Anthropic data center with glowing TPU server racks

Anthropic has signed a new agreement with Google and Broadcom for multiple gigawatts of next-generation TPU capacity, set to come online starting in 2027. The announcement came alongside a milestone revenue figure: the company's run-rate revenue has now surpassed $30 billion — more than triple the roughly $9 billion reported at the end of 2025.

The scale of the compute commitment and the pace of revenue growth signal that Anthropic is operating in an entirely different league than it was even a year ago.

The Numbers Behind the Deal

The revenue acceleration has been steep. When Anthropic announced its Series G fundraising in February, the company reported over 500 business customers each spending more than $1 million annually. As of this announcement, that figure has more than doubled to over 1,000 enterprise customers — in less than two months.

"This groundbreaking partnership with Google and Broadcom is a continuation of our disciplined approach to scaling infrastructure: we are building the capacity necessary to serve the exponential growth we have seen in our customer base while also enabling Claude to define the frontier of AI development," said Krishna Rao, CFO of Anthropic.

What "Multiple Gigawatts" Actually Means

The compute deal is being measured in gigawatts — a unit more commonly associated with power grids than software companies. For context, a single large data center typically consumes 100–200 megawatts. Multiple gigawatts of TPU capacity represents a commitment to infrastructure at a scale that few companies outside of the hyperscalers have ever attempted.

The vast majority of the new compute will be sited in the United States, which Anthropic frames as an extension of its November 2025 pledge to invest $50 billion in strengthening American computing infrastructure.

Multi-Cloud Strategy

Anthropic trains and runs Claude on a range of hardware — AWS Trainium, Google TPUs, and NVIDIA GPUs — which it says allows the company to match workloads to the chips best suited for them. Amazon remains its primary cloud provider and training partner through Project Rainier, but the new Google and Broadcom deal deepens an existing relationship with Google Cloud that was expanded last October.

Claude is currently the only frontier AI model available on all three major cloud platforms: Amazon Web Services (Bedrock), Google Cloud (Vertex AI), and Microsoft Azure (Foundry).

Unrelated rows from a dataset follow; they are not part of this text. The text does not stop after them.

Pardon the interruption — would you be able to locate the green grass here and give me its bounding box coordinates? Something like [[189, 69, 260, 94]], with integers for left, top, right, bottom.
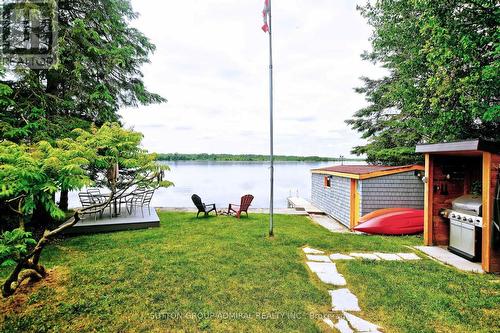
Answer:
[[0, 213, 500, 332]]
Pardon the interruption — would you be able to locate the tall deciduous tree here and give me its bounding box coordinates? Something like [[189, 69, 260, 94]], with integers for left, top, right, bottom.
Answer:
[[0, 0, 165, 210], [0, 124, 172, 296], [0, 0, 164, 142], [347, 0, 500, 164]]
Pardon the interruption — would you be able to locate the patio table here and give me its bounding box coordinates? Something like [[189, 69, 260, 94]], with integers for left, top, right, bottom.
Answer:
[[92, 193, 123, 217]]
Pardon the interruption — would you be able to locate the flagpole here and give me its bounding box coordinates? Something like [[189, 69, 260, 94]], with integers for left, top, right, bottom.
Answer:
[[269, 0, 274, 237]]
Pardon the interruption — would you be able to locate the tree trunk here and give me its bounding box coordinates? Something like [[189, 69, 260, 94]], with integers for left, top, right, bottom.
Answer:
[[59, 190, 68, 212]]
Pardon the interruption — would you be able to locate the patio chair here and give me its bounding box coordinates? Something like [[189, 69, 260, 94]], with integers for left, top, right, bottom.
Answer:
[[191, 194, 217, 218], [87, 188, 105, 202], [78, 192, 107, 221], [227, 194, 253, 219]]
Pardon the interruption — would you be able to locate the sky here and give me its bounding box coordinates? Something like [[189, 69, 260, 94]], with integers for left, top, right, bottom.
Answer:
[[120, 0, 382, 157]]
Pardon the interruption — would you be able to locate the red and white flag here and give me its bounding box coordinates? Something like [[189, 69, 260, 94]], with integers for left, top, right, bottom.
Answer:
[[262, 0, 271, 32]]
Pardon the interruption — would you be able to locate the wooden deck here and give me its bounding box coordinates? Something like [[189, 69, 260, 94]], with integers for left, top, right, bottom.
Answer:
[[64, 208, 160, 235], [288, 197, 325, 215]]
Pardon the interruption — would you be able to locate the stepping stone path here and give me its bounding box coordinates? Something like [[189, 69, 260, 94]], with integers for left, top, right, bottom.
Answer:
[[374, 252, 403, 261], [344, 312, 380, 333], [330, 253, 355, 260], [396, 253, 421, 260], [350, 253, 380, 260], [306, 254, 332, 262], [302, 247, 421, 333], [302, 247, 325, 254], [323, 318, 354, 333]]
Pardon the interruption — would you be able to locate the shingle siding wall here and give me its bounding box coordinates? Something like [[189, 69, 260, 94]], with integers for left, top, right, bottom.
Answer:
[[359, 171, 424, 216], [311, 173, 351, 226]]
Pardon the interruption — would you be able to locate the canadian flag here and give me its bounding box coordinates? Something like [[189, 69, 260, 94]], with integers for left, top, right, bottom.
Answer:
[[262, 0, 271, 32]]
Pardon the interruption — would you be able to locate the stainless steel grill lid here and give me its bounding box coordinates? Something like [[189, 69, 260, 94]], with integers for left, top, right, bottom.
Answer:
[[452, 194, 483, 216]]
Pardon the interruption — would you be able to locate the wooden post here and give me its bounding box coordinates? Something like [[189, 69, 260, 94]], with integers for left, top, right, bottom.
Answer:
[[481, 152, 493, 272], [424, 154, 434, 246], [349, 178, 359, 229]]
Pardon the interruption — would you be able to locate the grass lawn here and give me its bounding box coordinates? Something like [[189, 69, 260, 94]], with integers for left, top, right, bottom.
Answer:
[[0, 213, 500, 332]]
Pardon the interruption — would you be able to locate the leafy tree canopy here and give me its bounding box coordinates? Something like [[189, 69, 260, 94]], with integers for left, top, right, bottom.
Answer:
[[347, 0, 500, 164], [0, 0, 164, 142]]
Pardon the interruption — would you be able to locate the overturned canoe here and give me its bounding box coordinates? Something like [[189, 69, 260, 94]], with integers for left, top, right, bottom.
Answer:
[[359, 208, 417, 223], [354, 209, 424, 235]]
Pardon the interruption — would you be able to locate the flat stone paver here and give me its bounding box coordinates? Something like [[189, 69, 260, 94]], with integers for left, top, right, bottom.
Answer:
[[415, 246, 484, 273], [306, 261, 338, 273], [396, 253, 422, 260], [302, 247, 325, 254], [349, 253, 380, 260], [323, 318, 335, 328], [306, 254, 332, 262], [332, 319, 354, 333], [328, 288, 361, 311], [344, 312, 380, 333], [374, 252, 403, 261], [330, 253, 354, 260]]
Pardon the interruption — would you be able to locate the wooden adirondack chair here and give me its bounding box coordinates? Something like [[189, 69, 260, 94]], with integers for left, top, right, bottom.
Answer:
[[227, 194, 253, 219], [191, 194, 217, 217]]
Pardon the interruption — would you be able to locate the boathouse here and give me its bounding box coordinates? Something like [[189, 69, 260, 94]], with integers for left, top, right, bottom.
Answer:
[[416, 139, 500, 272], [311, 165, 424, 228]]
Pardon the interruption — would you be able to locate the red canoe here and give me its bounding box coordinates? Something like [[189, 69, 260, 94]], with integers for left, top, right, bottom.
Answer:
[[354, 210, 424, 235]]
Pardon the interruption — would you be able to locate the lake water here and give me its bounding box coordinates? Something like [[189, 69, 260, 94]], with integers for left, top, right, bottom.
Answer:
[[66, 161, 364, 208]]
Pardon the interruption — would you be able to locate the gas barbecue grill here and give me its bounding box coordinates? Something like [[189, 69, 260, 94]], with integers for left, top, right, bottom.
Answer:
[[447, 195, 483, 261]]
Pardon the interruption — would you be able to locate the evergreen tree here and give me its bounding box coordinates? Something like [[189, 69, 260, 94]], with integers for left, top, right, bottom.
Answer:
[[347, 0, 500, 164]]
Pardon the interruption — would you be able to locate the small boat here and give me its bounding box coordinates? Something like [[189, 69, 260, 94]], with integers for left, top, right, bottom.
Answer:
[[354, 209, 424, 235], [359, 208, 417, 223]]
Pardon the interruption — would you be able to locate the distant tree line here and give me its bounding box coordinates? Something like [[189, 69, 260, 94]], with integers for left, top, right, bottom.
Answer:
[[347, 0, 500, 165], [157, 153, 363, 162]]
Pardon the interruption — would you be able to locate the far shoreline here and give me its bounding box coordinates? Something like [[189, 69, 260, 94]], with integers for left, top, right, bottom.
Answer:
[[157, 153, 365, 162]]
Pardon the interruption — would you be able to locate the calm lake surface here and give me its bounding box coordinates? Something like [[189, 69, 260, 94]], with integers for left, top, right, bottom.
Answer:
[[70, 161, 360, 208]]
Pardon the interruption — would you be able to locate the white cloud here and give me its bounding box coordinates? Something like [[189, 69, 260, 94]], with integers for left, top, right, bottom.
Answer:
[[121, 0, 381, 156]]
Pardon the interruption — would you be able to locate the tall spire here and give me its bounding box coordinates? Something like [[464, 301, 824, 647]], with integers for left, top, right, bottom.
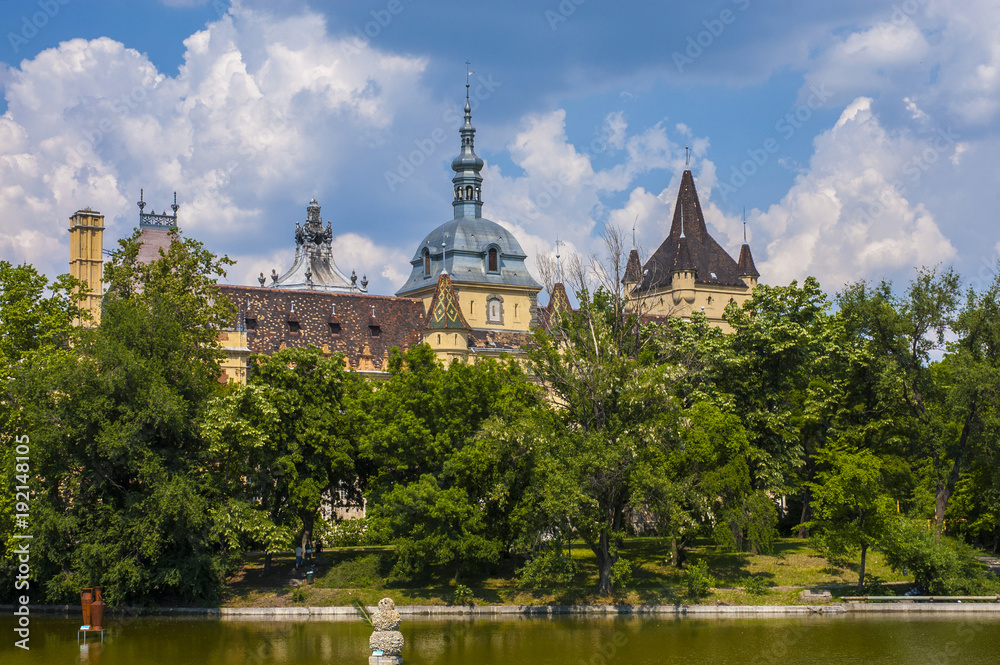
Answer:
[[451, 62, 484, 219]]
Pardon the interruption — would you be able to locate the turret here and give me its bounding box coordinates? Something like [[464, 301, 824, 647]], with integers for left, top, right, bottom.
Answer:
[[451, 81, 484, 219], [737, 242, 760, 289]]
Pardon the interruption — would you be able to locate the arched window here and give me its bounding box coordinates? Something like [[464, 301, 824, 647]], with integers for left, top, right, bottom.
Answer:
[[486, 293, 503, 324]]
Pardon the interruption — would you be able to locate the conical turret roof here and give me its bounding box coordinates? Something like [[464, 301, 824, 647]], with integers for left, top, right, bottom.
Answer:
[[639, 170, 746, 291]]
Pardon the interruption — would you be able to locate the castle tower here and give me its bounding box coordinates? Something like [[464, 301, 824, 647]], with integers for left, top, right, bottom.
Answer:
[[396, 76, 542, 364], [623, 170, 760, 332], [69, 208, 104, 325]]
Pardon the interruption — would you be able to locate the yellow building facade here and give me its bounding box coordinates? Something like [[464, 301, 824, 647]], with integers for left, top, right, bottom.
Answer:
[[69, 208, 104, 325]]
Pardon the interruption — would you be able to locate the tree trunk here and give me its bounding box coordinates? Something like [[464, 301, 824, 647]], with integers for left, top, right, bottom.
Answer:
[[593, 529, 615, 596], [302, 513, 316, 564], [858, 545, 868, 594], [934, 399, 979, 539], [934, 480, 951, 540], [799, 486, 812, 538]]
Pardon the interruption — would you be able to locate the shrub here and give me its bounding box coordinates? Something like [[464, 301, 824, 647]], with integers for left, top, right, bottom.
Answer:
[[517, 550, 576, 589], [611, 558, 632, 589], [451, 584, 475, 605], [684, 561, 715, 598], [885, 519, 987, 596], [743, 575, 771, 596]]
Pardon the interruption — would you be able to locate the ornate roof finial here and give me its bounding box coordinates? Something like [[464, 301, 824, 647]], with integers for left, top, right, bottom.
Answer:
[[680, 199, 684, 238], [451, 62, 484, 219], [556, 236, 563, 284]]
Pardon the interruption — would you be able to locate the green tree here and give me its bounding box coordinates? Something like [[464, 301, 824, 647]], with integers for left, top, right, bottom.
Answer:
[[356, 345, 543, 577], [7, 230, 233, 602], [838, 270, 1000, 534], [811, 445, 895, 592], [371, 474, 500, 583], [529, 288, 681, 595], [0, 261, 84, 597], [241, 347, 362, 570], [711, 277, 849, 536]]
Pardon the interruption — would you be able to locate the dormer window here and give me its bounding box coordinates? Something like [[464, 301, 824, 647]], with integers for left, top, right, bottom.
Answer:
[[486, 293, 503, 324]]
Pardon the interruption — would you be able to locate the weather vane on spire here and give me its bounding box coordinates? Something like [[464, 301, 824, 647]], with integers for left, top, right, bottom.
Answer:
[[556, 236, 563, 284]]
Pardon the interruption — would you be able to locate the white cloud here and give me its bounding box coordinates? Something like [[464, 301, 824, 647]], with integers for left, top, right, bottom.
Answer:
[[753, 98, 956, 288], [0, 2, 427, 290]]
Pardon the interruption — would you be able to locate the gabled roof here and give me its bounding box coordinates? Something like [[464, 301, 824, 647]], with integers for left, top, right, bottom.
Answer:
[[638, 171, 746, 291], [424, 273, 472, 330]]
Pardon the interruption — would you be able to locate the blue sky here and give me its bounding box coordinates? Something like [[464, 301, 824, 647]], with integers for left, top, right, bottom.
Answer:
[[0, 0, 1000, 294]]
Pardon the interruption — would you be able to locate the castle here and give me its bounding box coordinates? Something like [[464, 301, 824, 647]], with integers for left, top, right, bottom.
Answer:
[[70, 86, 759, 383]]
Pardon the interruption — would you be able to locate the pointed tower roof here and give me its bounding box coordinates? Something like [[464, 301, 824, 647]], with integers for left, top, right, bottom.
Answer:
[[451, 80, 484, 219], [639, 170, 746, 291], [547, 282, 573, 314], [737, 243, 760, 277], [622, 249, 642, 284], [396, 81, 542, 296], [424, 273, 472, 330], [671, 236, 698, 272]]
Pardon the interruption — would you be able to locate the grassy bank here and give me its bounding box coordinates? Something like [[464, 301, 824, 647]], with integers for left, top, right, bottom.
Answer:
[[224, 538, 909, 607]]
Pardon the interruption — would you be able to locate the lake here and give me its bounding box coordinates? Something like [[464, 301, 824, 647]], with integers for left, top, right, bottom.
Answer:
[[0, 614, 1000, 665]]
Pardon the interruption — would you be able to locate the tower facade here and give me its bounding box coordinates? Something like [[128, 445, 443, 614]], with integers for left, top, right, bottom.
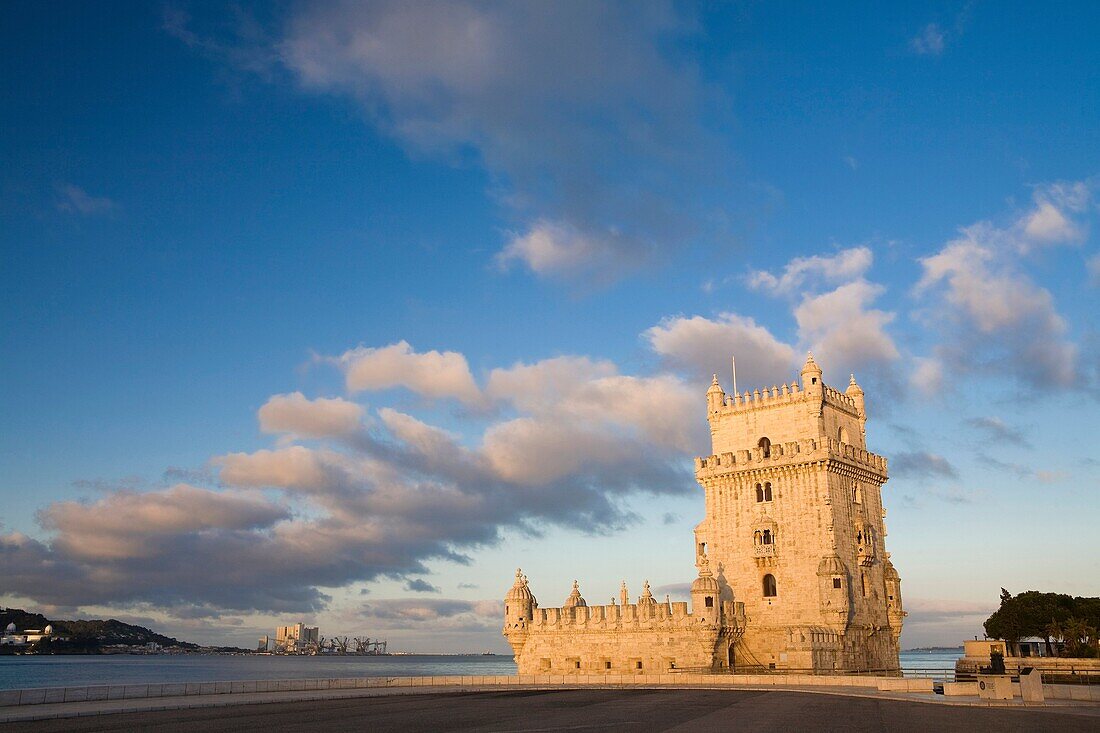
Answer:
[[503, 357, 905, 675], [695, 355, 905, 672]]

What This Signals for the AI Market

The pace of Anthropic's growth — and the scale of infrastructure it's now locking in — reflects a broader dynamic playing out across the AI industry: demand for capable AI is outpacing the infrastructure built to support it, and the companies moving fastest to secure compute now are positioning themselves to capture the next wave of enterprise adoption.

For Anthropic specifically, the $30 billion run-rate figure is significant not just as a revenue milestone but as evidence that enterprise AI spending has moved well past the pilot stage. Customers are committing real money at real scale, and the race to serve them is now being fought at the level of gigawatts.

Whether the pace of adoption can sustain itself — or whether it represents a frothy period of AI investment that will eventually normalize — remains an open question. But for now, Anthropic is building as if the growth is permanent.